古代中国の古典、『老子』の一説に「道可道、非常道」があります。読み下しでは「道の道とすべきは、常の道にあらず」となり、訳としては「これが道だと説明できるような道は、本物の道では無い」、となります。多少残念なのは、「憲政の常道」と言った場合の「常道」、広辞苑では、「常に従うべき道。常に遵守すべき道。」とは多少意味合いが違って来る事です。
政治家が道徳や社会規範などを、一般市民を前にして演説したり、議会の本会議場で論ずるのを、脇で聴く機会が多くあります。しばしば、私はその政治家の私的な日常の言動や文化志向と対照して、落差に戸惑う事がしばしばです。
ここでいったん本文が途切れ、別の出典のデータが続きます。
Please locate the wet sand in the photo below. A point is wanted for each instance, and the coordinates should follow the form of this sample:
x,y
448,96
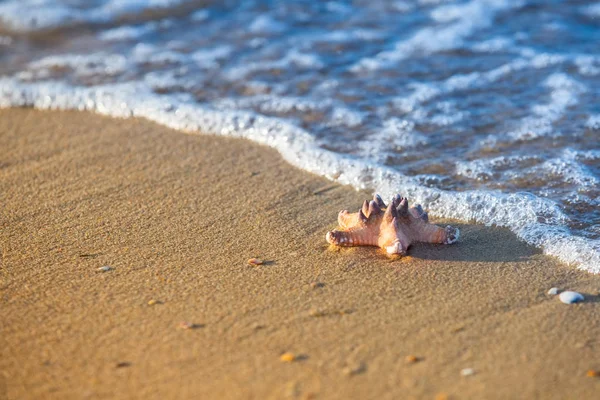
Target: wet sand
x,y
177,216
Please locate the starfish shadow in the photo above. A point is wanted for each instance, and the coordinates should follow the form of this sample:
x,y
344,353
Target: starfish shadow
x,y
477,243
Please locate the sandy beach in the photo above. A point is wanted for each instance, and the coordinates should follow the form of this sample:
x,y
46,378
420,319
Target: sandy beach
x,y
177,216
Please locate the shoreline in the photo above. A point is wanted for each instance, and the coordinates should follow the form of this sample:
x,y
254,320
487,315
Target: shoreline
x,y
177,216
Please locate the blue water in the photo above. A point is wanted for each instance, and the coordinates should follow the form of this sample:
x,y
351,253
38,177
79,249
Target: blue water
x,y
482,110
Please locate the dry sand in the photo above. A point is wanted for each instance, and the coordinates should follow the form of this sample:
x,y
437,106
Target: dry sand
x,y
177,217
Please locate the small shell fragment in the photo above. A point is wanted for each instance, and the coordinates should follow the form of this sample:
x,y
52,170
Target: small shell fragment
x,y
186,325
287,357
411,359
569,297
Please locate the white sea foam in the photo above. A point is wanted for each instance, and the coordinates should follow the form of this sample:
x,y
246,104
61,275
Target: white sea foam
x,y
128,32
39,15
564,94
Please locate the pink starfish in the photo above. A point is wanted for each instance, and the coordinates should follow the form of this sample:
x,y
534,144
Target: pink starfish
x,y
393,228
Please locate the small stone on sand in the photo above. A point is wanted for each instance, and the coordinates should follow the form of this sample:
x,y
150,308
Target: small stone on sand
x,y
186,325
410,359
569,297
287,357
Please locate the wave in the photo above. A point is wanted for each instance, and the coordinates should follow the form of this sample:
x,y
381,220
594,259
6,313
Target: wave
x,y
536,220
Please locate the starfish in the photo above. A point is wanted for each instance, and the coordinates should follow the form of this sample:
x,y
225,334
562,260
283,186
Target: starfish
x,y
392,228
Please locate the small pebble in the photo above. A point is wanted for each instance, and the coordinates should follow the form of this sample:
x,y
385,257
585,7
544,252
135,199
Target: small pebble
x,y
569,297
287,357
186,325
410,359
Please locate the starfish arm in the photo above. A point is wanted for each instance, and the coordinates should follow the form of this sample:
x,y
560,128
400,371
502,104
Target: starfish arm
x,y
363,236
393,239
346,219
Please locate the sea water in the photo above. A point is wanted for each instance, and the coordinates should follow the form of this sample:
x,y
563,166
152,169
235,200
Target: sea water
x,y
481,110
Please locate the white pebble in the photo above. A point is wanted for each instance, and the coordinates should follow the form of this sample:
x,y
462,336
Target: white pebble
x,y
569,297
553,291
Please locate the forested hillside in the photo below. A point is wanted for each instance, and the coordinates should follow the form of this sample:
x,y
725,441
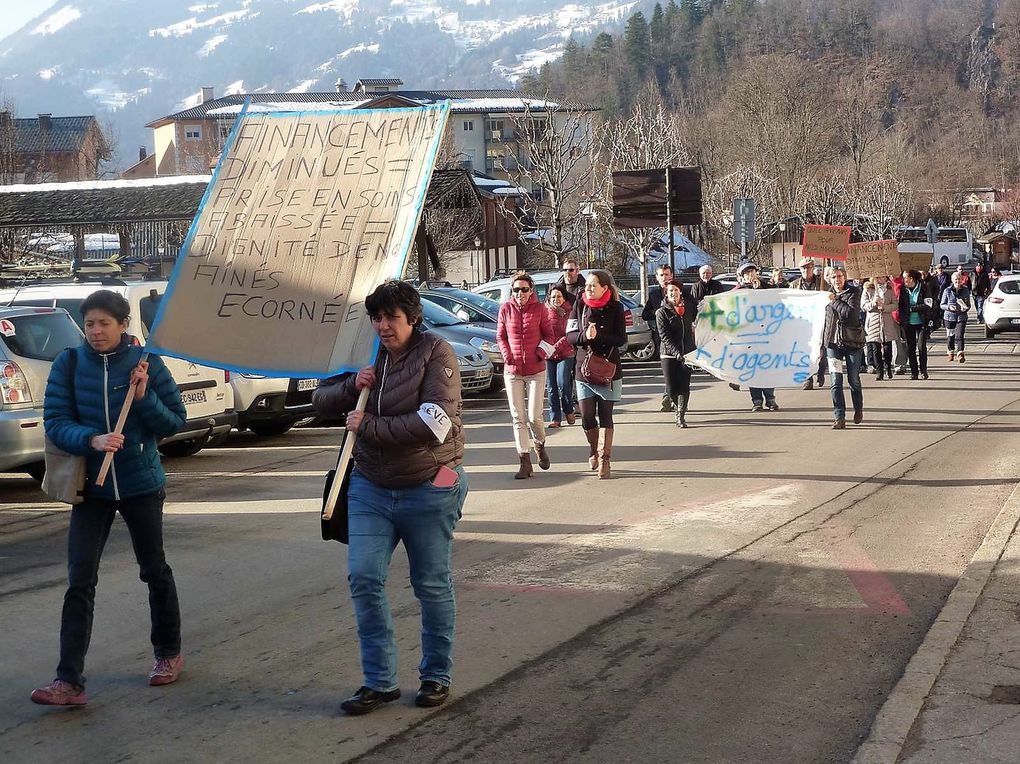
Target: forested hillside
x,y
820,106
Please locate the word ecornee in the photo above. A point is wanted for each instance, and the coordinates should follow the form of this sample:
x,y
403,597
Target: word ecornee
x,y
306,214
760,338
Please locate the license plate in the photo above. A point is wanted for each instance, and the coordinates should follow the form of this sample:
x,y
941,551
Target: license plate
x,y
193,396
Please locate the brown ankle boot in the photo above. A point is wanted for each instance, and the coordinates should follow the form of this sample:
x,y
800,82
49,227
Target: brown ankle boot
x,y
605,452
593,444
540,449
526,470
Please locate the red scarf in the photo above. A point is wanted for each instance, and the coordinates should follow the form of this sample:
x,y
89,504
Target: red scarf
x,y
601,302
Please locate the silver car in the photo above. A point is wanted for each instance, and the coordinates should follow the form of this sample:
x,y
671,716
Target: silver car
x,y
30,340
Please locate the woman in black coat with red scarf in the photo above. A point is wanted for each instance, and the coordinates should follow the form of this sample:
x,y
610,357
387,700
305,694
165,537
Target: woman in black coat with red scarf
x,y
597,326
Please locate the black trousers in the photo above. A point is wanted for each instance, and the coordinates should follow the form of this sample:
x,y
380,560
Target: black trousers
x,y
90,527
917,348
677,376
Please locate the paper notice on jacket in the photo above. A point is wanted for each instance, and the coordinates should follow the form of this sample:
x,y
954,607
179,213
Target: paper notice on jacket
x,y
760,338
306,214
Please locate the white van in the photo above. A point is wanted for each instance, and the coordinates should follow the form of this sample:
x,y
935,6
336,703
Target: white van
x,y
203,390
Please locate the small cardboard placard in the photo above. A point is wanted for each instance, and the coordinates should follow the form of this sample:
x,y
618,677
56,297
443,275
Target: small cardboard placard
x,y
826,241
873,258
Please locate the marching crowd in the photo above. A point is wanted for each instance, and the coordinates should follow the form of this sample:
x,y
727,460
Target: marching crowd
x,y
408,484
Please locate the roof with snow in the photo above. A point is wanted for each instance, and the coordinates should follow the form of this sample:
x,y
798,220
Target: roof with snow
x,y
101,202
52,134
496,101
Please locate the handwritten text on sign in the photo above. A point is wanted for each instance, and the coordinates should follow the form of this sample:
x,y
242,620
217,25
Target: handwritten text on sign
x,y
307,213
760,338
826,241
872,258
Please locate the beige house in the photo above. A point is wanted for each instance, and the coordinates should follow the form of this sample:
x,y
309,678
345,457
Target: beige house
x,y
486,136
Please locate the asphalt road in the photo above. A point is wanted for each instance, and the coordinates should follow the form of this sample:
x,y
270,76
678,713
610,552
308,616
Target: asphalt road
x,y
745,591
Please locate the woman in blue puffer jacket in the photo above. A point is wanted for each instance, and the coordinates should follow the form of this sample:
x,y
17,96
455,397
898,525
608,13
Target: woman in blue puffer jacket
x,y
84,396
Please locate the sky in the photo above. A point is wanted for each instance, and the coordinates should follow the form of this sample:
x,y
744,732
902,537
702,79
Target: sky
x,y
18,12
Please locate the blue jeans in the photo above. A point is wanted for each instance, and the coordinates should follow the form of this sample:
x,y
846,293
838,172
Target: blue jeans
x,y
90,527
559,387
423,517
852,361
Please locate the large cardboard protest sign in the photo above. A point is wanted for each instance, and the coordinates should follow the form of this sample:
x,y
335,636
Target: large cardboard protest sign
x,y
307,212
760,338
826,241
872,258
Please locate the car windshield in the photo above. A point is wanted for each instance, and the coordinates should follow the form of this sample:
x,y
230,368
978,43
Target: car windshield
x,y
437,316
40,336
479,301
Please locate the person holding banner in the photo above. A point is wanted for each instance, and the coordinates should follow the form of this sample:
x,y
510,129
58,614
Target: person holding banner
x,y
761,398
598,327
812,282
915,307
674,321
955,305
86,390
878,302
407,486
524,334
844,339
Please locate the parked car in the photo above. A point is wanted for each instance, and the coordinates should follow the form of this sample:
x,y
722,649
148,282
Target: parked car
x,y
203,390
1002,309
270,405
453,328
639,334
465,305
30,340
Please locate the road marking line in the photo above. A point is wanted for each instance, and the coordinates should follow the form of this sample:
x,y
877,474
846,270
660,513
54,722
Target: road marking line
x,y
897,716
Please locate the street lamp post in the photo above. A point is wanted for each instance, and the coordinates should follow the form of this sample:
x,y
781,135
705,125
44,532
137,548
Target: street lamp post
x,y
475,260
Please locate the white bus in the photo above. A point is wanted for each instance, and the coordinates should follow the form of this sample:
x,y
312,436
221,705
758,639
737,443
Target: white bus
x,y
955,246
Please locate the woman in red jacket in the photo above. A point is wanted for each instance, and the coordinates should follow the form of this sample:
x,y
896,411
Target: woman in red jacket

しかし、そもそも政治とは、一定の虚構を作り出して、それを前提に世を論ずるものであり、そのような挙に出るのが政治家の宿命である、と最近考えるようになってきました。
そもそも漢字の「政」とは、正しい事を、鞭を振るって強制する意味のように解釈します。無為自然に正しいことが行われ、自ずから世の中が正しく治まるものならば、「無為自然」が正しいのでしょうが、文明といった自然とかけ離れた基盤を前提とした、現代の「文明」世界に生存せざるを得ない人類にとって、老荘思想は理想のまた理想でしょう。
そこで、政治家が「道」であると提示した場合、基本的には否定的に考える習慣を身に付けるのも、成熟した社会、民主主義の要件でしょう。これが、民主主義を「健全」に保つための、必要条件でしょう。多少悲しい現実ではありますが。